Measuring AI agent autonomy in practice \ Anthropic

https://www.anthropic.com/research/measuring-agent-autonomy

Measuring AI agent autonomy in practice

AI agents are here, and already they’re being deployed across contexts that vary widely in consequence, from email triage to cyber espionage. Understanding this spectrum is critical for deploying AI safely, yet we know surprisingly little about how people actually use agents in the real world.

We analyzed millions of human-agent interactions across both Claude Code and our public API using our privacy-preserving tool, to ask: How much autonomy do people grant agents? How does that change as people gain experience? Which domains are agents operating in? And are the actions taken by agents risky?

We found that:

Claude Code is working autonomously for longer. Among the longest-running sessions, the length of time Claude Code works before stopping has nearly doubled in three months, from under 25 minutes to over 45 minutes. This increase is smooth across model releases, which suggests it isn’t purely a result of increased capabilities, and that existing models are capable of more autonomy than they exercise in practice.
Experienced users in Claude Code auto-approve more frequently, but interrupt more often. As users gain experience with Claude Code, they tend to stop reviewing each action and instead let Claude run autonomously, intervening only when needed. Among new users, roughly 20% of sessions use full auto-approve, which increases to over 40% as users gain experience.
Claude Code pauses for clarification more often than humans interrupt it. In addition to human-initiated stops, agentinitiated stops are also an important form of oversight in deployed systems. On the most complex tasks, Claude Code stops to ask for clarification more than twice as often as humans interrupt it.
**Agents are used in risky domains, but not yet at scale.** Most agent actions on our public API are low-risk and reversible. Software engineering accounted for nearly 50% of agentic activity, but we saw emerging usage in healthcare, finance, and cybersecurity.

Below, we present our methodology and findings in more detail, and end with recommendations for model developers, product developers, and policymakers. Our central conclusion is that effective oversight of agents will require new forms of post-deployment monitoring infrastructure and new human-AI interaction paradigms that help both the human and the AI manage autonomy and risk together.

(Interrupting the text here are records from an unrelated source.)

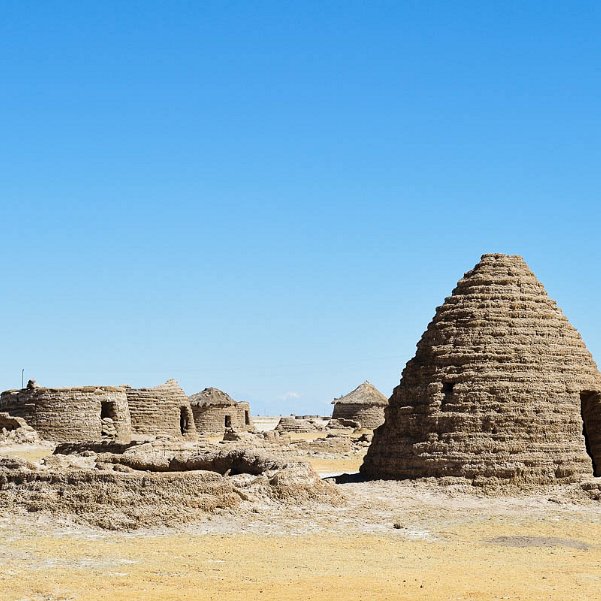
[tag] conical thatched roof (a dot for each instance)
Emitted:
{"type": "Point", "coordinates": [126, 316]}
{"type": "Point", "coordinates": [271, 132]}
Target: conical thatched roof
{"type": "Point", "coordinates": [211, 396]}
{"type": "Point", "coordinates": [495, 390]}
{"type": "Point", "coordinates": [364, 394]}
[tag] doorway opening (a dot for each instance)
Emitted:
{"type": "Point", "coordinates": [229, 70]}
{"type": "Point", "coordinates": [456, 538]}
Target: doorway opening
{"type": "Point", "coordinates": [185, 420]}
{"type": "Point", "coordinates": [108, 410]}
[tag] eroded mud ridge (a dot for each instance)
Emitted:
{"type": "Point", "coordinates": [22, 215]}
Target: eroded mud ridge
{"type": "Point", "coordinates": [501, 387]}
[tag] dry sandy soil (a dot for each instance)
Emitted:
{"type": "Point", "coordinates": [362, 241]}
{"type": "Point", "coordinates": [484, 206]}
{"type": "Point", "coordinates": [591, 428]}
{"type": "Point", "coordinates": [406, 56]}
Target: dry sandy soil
{"type": "Point", "coordinates": [448, 544]}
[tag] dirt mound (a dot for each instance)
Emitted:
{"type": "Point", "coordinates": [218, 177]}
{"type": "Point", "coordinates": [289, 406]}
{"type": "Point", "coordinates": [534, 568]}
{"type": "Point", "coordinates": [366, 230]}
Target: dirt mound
{"type": "Point", "coordinates": [148, 486]}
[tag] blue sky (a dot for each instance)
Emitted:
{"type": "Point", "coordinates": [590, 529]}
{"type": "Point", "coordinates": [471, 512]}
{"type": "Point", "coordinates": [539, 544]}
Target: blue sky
{"type": "Point", "coordinates": [273, 197]}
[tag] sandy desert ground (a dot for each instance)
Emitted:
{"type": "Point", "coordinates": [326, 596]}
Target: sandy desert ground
{"type": "Point", "coordinates": [390, 540]}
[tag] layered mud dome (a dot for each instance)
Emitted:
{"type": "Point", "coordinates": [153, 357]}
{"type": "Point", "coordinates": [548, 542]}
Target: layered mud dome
{"type": "Point", "coordinates": [501, 388]}
{"type": "Point", "coordinates": [155, 484]}
{"type": "Point", "coordinates": [365, 405]}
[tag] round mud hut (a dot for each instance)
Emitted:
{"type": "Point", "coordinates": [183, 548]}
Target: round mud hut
{"type": "Point", "coordinates": [86, 413]}
{"type": "Point", "coordinates": [364, 405]}
{"type": "Point", "coordinates": [501, 388]}
{"type": "Point", "coordinates": [215, 411]}
{"type": "Point", "coordinates": [161, 411]}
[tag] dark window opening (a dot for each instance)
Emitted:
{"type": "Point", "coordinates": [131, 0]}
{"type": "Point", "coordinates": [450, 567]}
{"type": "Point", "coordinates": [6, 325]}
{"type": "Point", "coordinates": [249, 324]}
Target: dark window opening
{"type": "Point", "coordinates": [184, 420]}
{"type": "Point", "coordinates": [590, 410]}
{"type": "Point", "coordinates": [447, 390]}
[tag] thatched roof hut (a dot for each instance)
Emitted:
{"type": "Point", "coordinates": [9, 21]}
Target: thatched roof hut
{"type": "Point", "coordinates": [365, 405]}
{"type": "Point", "coordinates": [215, 410]}
{"type": "Point", "coordinates": [501, 387]}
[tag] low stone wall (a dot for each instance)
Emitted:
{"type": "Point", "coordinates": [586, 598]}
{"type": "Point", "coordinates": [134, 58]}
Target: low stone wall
{"type": "Point", "coordinates": [161, 411]}
{"type": "Point", "coordinates": [369, 416]}
{"type": "Point", "coordinates": [216, 418]}
{"type": "Point", "coordinates": [72, 414]}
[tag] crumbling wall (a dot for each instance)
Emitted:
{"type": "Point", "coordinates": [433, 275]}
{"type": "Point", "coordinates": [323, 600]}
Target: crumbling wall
{"type": "Point", "coordinates": [161, 411]}
{"type": "Point", "coordinates": [494, 390]}
{"type": "Point", "coordinates": [71, 414]}
{"type": "Point", "coordinates": [368, 416]}
{"type": "Point", "coordinates": [214, 418]}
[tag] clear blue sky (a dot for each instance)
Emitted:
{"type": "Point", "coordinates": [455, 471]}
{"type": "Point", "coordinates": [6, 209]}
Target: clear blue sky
{"type": "Point", "coordinates": [273, 197]}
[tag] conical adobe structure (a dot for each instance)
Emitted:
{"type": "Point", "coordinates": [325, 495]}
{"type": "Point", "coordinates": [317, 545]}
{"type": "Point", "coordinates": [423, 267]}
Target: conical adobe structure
{"type": "Point", "coordinates": [501, 388]}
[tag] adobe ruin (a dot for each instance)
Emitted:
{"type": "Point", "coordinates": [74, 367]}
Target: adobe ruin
{"type": "Point", "coordinates": [161, 411]}
{"type": "Point", "coordinates": [502, 388]}
{"type": "Point", "coordinates": [215, 411]}
{"type": "Point", "coordinates": [91, 413]}
{"type": "Point", "coordinates": [364, 405]}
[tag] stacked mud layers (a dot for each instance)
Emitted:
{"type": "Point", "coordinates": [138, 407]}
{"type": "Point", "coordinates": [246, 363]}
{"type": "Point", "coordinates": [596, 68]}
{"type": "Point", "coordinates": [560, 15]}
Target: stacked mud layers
{"type": "Point", "coordinates": [215, 410]}
{"type": "Point", "coordinates": [71, 414]}
{"type": "Point", "coordinates": [497, 391]}
{"type": "Point", "coordinates": [365, 405]}
{"type": "Point", "coordinates": [161, 411]}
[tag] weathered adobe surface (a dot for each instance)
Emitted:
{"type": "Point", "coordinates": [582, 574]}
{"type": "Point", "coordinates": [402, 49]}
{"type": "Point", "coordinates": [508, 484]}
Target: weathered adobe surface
{"type": "Point", "coordinates": [215, 410]}
{"type": "Point", "coordinates": [365, 405]}
{"type": "Point", "coordinates": [161, 411]}
{"type": "Point", "coordinates": [156, 484]}
{"type": "Point", "coordinates": [15, 430]}
{"type": "Point", "coordinates": [494, 390]}
{"type": "Point", "coordinates": [71, 414]}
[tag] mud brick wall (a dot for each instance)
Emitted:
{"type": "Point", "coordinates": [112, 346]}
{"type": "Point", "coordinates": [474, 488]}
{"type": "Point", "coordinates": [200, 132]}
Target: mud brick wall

We view our research as a small but important first step towards empirically understanding how people deploy and use agents. We will continue to iterate on our methods and communicate our findings as agents are adopted more widely.

Studying agents in the wild

Agents are difficult to study empirically. First, there is no agreed-upon definition of what an agent is. Second, agents are evolving quickly. Last year, many of the most sophisticated agents—including Claude Code—involved a single conversational thread, but today there are multi-agent systems that operate autonomously for hours. Finally, model providers have limited visibility into the architecture of their customers’ agents. For example, we have no reliable way to associate independent requests to our API into “sessions” of agentic activity. (We discuss this challenge in more detail at the end of this post.)

In light of these challenges, how can we study agents empirically?

To start, for this study we adopted a definition of agents that is conceptually grounded and operationalizable: an agent is an AI system equipped with tools that allow it to take actions, like running code, calling external APIs, and sending messages to other agents.1 Studying the tools that agents use tells us a great deal about what they are doing in the world.

Next, we developed a collection of metrics that draw on data from both agentic uses of our public API and Claude Code, our own coding agent. These offer a tradeoff between breadth and depth:

Our public API gives us broad visibility into agentic deployments across thousands of different customers. Rather than attempting to infer our customers’ agent architectures, we instead perform our analysis at the level of individual tool calls. This simplifying assumption allows us to make grounded, consistent observations about real-world agents, even as the contexts in which those agents are deployed vary significantly. The limitation of this approach is that we must analyze actions in isolation, and cannot reconstruct how individual actions compose into longer sequences of behavior over time.

2
Claude Code offers the opposite tradeoff. Because Claude Code is our own product, we can link requests across sessions and understand entire agent workflows from start to finish. This makes Claude Code especially useful for studying autonomy—for example, how long agents run without human intervention, what triggers interruptions, and how users maintain oversight over Claude as they develop experience. However, because Claude Code is only one product, it does not provide the same diversity of insight into agentic use as API traffic.

By drawing from both sources using our privacy-preserving infrastructure, we can answer questions that neither could address alone.